By Pablo Padira
Soniquete comes from the word “son”, whose meaning is tempo, rhythm. This word is used more frequently when referring to the tempo of the bulerías and it is their backbone. As it sounds in the first song of Paco de Lucía’s album “Zyryab”, (if you don’t have a soniquete, what are you doing?)
Cádiz is experiencing a boom in the world of flamenco, a generation of artists is emerging from the city who are taking flamenco and the name of Cádiz all over the world with their performances in the different theatres of the world cities they visit.
Some of them are acquaintances from my city, schoolmates, sisters of my friends, etc. Thanks to their social networks, I see that they are taking Cádiz all over the world, as I was telling you, but in the local press I did not see much information about it and that made me think, “if I know everything they do on their social networks, the ones that don’t follow them on their networks, they don’t know what they do for their art and not even for their city”.
From that thought this work was born.
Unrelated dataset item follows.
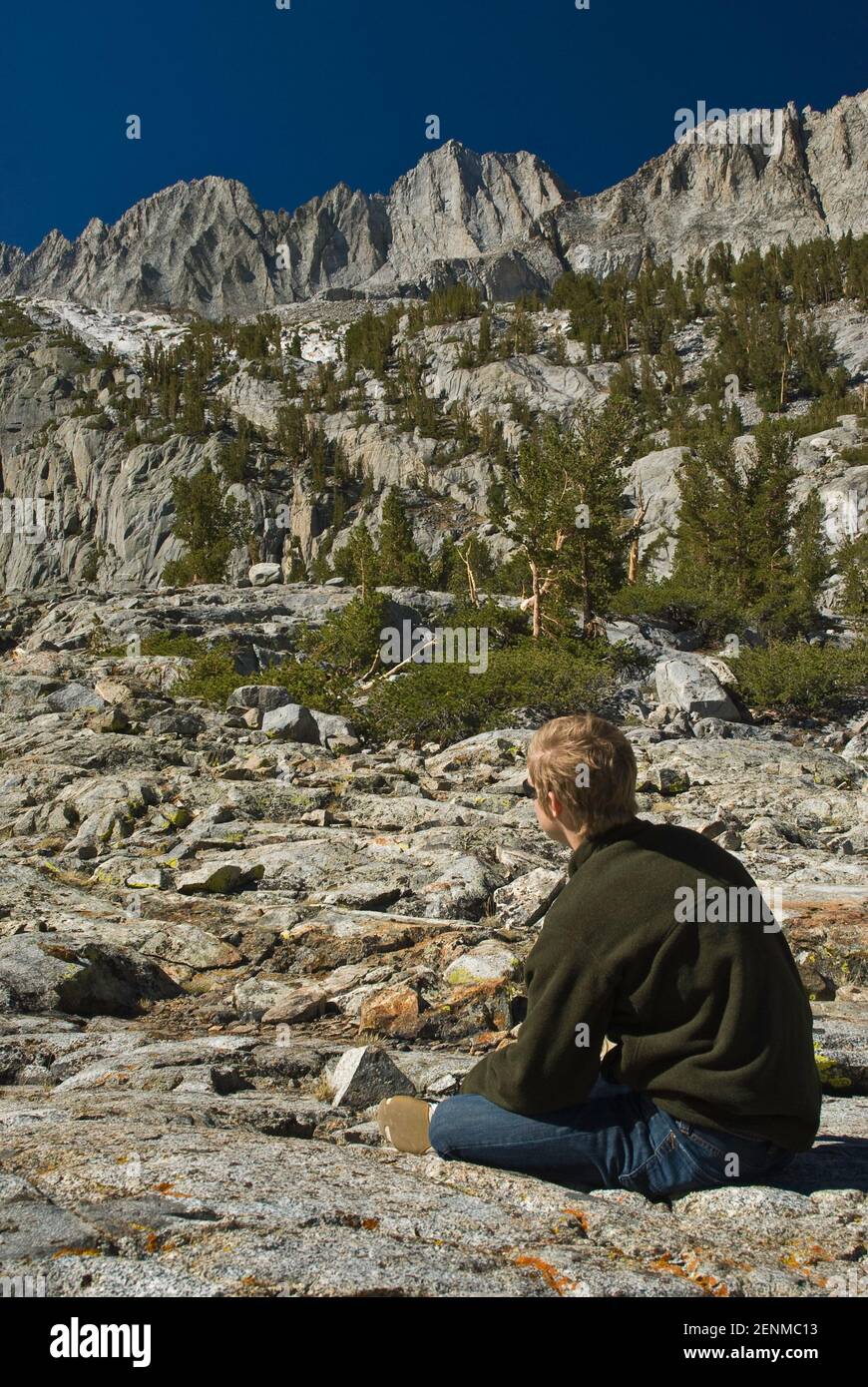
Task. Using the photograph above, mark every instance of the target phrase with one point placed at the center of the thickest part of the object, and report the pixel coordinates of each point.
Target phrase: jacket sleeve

The first thing I think about is the place, to expose it and that the people of the city see it to be able to find out who they are. The place I chose was the walls of the city’s central market since the city council organises exhibitions there and that is where the people of the city go to buy every day. Then I thought about what kind of photos I wanted to take, I didn’t want to take the typical photos that you can see of flamenco artists performing. I wanted something more intimate and that would show off Cádiz and its art. That’s why I chose to make these portraits of them as artists, but in their homes or places in the city. In this work, it is worth highlighting the discipline that I maintain in the execution of my portraits, not only in the black colour of the costumes of the subjects but also in the strong light of noon time, being able to represent the light of Cádiz in the portraits of these Cadiz artists.
One of the great challenges that I encountered with this job was that I had nothing planned until I got home on the day of the portrait. I had to start looking for the most appropriate place to do themt due to the light conditions and that it would fit what I was looking for.
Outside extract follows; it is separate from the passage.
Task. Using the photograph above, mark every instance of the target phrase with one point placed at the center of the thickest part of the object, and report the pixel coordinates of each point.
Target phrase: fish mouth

I usually use two 12-shot reels, one used indoors and the other for outdoors. Today I continue to photograph more flamenco artists to try to have an archive of all them in my city.
About the Author:
Pablo Padira (Cádiz 1979), amateur photographer. In 2015 he discovered analog photography and since then has not detached himself from it. All of his personal work begins with this technique. In 2016 he met Julián Ochoa, who would become his teacher. With him he trained culturally and photographically at his school, from which the HABLAR PHOTO group came out and with which he participated in various group exhibitions such as the “Ricardo “Martín” Analog Photography Festival, in Villafranca de los Barros, Extremadura. and that of the ANAFA Photographic Association in Tavira (Portugal).